Hoffman, born in Worcester, Massachusetts, came from a second-generation, well-to-do middle-class Jewish American background. He attended Brandeis University and experienced intellectual and political growth while studying with Abraham Maslow and Herbert Marcuse, both of whom influenced 1960s radicalism. Hoffman first attended a political protest as a graduate student at the University of California, Berkeley. A few years later he joined the civil rights movement. By 1965, the Student Nonviolent Coordinating Committee, in which Hoffman was involved, asked whites to step down, leaving him disaffected.

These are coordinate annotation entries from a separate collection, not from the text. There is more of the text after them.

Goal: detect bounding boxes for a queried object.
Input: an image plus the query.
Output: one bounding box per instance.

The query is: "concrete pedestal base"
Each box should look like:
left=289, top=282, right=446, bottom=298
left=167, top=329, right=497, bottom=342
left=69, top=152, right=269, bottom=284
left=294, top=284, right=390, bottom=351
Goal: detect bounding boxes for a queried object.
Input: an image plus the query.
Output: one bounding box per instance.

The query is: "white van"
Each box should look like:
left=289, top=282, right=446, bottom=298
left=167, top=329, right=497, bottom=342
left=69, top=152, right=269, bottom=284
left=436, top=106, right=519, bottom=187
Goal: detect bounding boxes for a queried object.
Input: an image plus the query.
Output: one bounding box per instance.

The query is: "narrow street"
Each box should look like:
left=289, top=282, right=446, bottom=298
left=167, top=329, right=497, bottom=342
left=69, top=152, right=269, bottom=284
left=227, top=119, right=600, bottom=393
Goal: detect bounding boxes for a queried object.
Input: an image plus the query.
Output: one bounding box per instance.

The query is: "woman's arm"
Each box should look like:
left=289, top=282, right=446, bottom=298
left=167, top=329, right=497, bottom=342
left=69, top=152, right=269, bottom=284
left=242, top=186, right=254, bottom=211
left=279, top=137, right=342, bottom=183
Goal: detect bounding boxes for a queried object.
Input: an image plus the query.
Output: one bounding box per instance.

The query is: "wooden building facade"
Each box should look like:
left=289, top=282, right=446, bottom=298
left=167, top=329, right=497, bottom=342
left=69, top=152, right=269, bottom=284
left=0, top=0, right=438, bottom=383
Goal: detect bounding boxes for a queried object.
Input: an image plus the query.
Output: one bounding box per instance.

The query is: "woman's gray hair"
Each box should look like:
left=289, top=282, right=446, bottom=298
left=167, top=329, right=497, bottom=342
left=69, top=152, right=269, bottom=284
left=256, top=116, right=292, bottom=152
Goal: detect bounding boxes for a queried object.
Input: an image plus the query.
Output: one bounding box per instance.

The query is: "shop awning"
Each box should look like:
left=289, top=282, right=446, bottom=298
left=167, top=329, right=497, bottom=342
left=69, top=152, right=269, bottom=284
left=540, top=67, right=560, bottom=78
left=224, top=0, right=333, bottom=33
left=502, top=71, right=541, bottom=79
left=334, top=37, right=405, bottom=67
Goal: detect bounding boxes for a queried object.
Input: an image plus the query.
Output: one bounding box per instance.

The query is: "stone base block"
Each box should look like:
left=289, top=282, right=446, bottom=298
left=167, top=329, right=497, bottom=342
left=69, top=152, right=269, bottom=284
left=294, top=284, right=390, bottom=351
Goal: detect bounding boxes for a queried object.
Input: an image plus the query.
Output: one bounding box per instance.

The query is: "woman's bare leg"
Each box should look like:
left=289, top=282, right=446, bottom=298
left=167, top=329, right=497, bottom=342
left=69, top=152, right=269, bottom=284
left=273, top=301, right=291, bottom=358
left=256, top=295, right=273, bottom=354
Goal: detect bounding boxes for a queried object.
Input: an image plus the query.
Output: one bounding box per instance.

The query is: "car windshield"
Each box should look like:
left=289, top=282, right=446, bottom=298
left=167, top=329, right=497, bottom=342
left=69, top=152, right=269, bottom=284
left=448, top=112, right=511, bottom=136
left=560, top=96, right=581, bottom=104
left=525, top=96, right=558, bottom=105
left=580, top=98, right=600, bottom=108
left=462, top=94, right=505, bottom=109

He moved to New York City's East Village and began helping teenage runaways, thus initiating his career as a hippie organizer.

His experience with runaways led him to argue, counter to Marxism, that generational conflict, rather than class conflict, was the basis of revolution. The youth, who were already rebelling, could be fashioned into revolutionaries. Hoffman and others created the Youth International Party, preached the political efficacy of sex, drugs, and rock ‘n’ roll music, and believed that activism was inherently self-fulfilling. Hoffman's participation in the trial of the Chicago Seven is historical. He used the courtroom as a political theater to broadcast messages of free speech, wealth redistribution, revolutionary joy, and generational warfare. His rhetoric, bombastic yet endearing, earned him respect as a speaker, writer, and youth leader. Many of his ideas are outlined in Revolution for the Hell of It of 1968, Woodstock Nation of 1969, and Steal This Book of 1971.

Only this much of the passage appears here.